Regarding vitamin E, external testing revealed misclassification in merely four samples, in which two samples were misclassified as positive and two as negative; the highest CCR of 97% during cross-validation was attained using the 1st derivative of Mid-IR spectra. This indicated that the model accurately identified vitamin E in 182 out of 188 training set samples. An examination of misclassification patterns for each class unveiled an estimated three samples erroneously categorized as false negatives and three as false positives. No evident explanation could be discerned for these instances for both the test set and cross-validation, as the concentration of misclassified samples ranged from 0.15 mg/mL to 0.6 mg/mL. Utilizing NIR spectroscopy with autoscaling data pretreatment and the SIMCA technique, the classification of vitamin E demonstrated an impressive external test set classification rate of 96%, accurately identifying 46 out of 48 samples, while 2 samples were misclassified as negative, having a concentration of 0.15 mg/mL. Cross-validation maintained model reliability, with a correct classification rate of 93%, yet 13 samples were misclassified as false negatives and 5 as false positives. The concentration of misclassified samples ranged from 0.1 mg/mL to 0.25 mg/mL, suggesting misclassification of low-dose samples as negatives. No definitive explanations were found for the false-positive classifications, indicating potential modeling errors.

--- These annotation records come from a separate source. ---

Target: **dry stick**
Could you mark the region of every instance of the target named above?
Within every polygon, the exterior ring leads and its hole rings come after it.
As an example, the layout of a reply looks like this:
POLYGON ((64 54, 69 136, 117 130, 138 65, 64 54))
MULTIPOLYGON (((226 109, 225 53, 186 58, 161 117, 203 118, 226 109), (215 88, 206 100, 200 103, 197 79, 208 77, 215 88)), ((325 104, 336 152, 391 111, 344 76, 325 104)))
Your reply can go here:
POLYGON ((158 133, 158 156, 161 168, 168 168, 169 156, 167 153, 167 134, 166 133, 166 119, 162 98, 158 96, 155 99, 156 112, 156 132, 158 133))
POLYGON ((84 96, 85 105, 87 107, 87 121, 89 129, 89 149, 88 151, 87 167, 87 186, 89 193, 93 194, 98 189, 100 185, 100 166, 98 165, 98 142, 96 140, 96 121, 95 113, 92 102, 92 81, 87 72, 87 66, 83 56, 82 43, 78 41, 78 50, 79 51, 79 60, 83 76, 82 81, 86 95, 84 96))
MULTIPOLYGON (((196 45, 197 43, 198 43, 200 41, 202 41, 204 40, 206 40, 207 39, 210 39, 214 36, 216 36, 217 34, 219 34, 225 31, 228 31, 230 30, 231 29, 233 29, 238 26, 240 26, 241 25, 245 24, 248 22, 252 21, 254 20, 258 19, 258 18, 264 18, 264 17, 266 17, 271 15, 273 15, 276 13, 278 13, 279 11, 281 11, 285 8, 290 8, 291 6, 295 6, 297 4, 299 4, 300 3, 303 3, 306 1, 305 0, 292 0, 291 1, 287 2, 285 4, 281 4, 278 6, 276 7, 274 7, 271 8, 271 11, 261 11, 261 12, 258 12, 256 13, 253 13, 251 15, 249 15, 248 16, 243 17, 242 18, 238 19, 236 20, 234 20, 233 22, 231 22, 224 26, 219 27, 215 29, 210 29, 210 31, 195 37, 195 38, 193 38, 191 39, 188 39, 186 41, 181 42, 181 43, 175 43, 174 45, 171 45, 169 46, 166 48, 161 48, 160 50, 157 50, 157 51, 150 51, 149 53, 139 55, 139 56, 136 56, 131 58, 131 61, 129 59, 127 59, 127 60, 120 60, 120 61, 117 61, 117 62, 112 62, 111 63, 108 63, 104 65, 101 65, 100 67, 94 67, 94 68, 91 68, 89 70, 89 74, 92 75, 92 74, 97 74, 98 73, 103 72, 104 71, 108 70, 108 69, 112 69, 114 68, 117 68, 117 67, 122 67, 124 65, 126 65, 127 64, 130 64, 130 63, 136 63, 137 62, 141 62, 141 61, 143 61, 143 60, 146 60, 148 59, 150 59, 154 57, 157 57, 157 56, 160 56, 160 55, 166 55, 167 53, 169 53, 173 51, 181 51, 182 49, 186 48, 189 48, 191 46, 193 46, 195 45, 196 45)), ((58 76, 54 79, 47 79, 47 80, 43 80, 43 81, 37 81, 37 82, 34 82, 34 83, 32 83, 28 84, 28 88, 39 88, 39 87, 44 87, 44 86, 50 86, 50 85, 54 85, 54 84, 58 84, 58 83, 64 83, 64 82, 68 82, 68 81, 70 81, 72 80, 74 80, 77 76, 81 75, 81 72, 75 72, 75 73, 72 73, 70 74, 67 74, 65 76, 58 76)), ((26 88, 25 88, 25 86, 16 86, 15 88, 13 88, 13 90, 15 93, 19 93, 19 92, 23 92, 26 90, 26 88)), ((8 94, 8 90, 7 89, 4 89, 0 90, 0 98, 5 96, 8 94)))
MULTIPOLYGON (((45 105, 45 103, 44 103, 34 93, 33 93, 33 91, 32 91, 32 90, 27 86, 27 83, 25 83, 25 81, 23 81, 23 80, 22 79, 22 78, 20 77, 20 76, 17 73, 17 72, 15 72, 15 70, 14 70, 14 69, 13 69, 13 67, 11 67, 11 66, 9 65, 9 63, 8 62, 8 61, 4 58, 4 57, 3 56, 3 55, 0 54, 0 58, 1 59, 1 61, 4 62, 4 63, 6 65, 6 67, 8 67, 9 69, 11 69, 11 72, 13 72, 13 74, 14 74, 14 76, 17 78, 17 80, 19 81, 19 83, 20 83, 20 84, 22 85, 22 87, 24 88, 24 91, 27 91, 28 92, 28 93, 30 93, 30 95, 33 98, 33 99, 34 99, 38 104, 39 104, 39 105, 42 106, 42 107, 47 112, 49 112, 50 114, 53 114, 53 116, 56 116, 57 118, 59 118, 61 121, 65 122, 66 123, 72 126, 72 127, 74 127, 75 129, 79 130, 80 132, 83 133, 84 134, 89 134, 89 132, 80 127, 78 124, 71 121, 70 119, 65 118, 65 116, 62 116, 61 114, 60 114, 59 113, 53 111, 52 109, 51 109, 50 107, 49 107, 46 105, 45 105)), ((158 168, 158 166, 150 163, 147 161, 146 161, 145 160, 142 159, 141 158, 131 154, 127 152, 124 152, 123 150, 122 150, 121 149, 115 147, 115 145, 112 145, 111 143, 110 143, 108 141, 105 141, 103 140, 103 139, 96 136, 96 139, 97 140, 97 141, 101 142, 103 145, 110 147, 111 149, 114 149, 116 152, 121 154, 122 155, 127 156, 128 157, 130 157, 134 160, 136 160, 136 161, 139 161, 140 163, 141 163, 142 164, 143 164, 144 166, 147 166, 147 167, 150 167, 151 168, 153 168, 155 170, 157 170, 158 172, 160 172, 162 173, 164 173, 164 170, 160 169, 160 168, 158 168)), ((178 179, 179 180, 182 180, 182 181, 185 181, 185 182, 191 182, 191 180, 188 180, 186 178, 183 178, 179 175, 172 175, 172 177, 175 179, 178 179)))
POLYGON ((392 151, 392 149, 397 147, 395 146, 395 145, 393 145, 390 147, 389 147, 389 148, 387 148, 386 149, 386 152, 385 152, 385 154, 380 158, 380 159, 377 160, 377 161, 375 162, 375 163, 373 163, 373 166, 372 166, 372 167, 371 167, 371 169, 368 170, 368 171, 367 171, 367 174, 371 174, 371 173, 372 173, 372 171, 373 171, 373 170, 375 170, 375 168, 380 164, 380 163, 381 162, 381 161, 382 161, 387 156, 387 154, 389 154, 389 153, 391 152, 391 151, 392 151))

In the classification scenario for taurine, the application of MIR spectroscopy with autoscaling data pretreatment and SIMCA resulted in an external test set accuracy of 96%, with only two misclassified samples; these were misclassified as negative, both having a lower concentration of 0.187 mg/mL. The cross-validation accuracy, slightly lower at 88%, accurately classified 166 out of 188 samples. A closer examination of misclassifications revealed that eight samples were misclassified as negatives, with concentrations ranging from 0.187 mg/mL to 0.4 mg/mL. Additionally, around five samples were erroneously classified as positive. These misclassifications might stem from modeling errors. Taurine classification involving NIR spectroscopy with autoscaling data pretreatment and the SIMCA technique resulted in a perfect classification rate of 100% for the external test set, but thirteen samples were misclassified during cross-validation. Misclassifications included eight samples categorized as false negatives and five as false positives. No conclusive explanations were identified, suggesting they could be random modeling errors.
The study aimed to classify caffeine, using MIR spectroscopy with 1st-derivative data pretreatment and SIMCA. The external test set exhibited a classification accuracy of 92%, accurately identifying 44 out of 48 samples; 3 samples were identified as false positive, for which no explanation was found, and 1 as false negative, having a concentration of 0.07 mg/mL. Cross-validation demonstrated a similar accuracy rate of 93%, with 175 out of 188 samples correctly classified. While scrutinizing the misclassifications, it was observed that four samples were misclassified as false negatives and nine as false positives. The false-negative instances were associated with low concentrations, ranging from 0.06 mg/mL to 0.1 mg/mL. Lastly, for caffeine classification involving NIR spectroscopy, the external test set achieved a correct classification rate of 83.3%, accurately identifying 40 out of 48 samples, with only 4 samples misclassified as negative. Cross-validation maintained a similar level of accuracy, at 95%, with two samples misclassified as negative and eight as positive. No clear explanations emerged for these misclassifications for both test set and cross-validation.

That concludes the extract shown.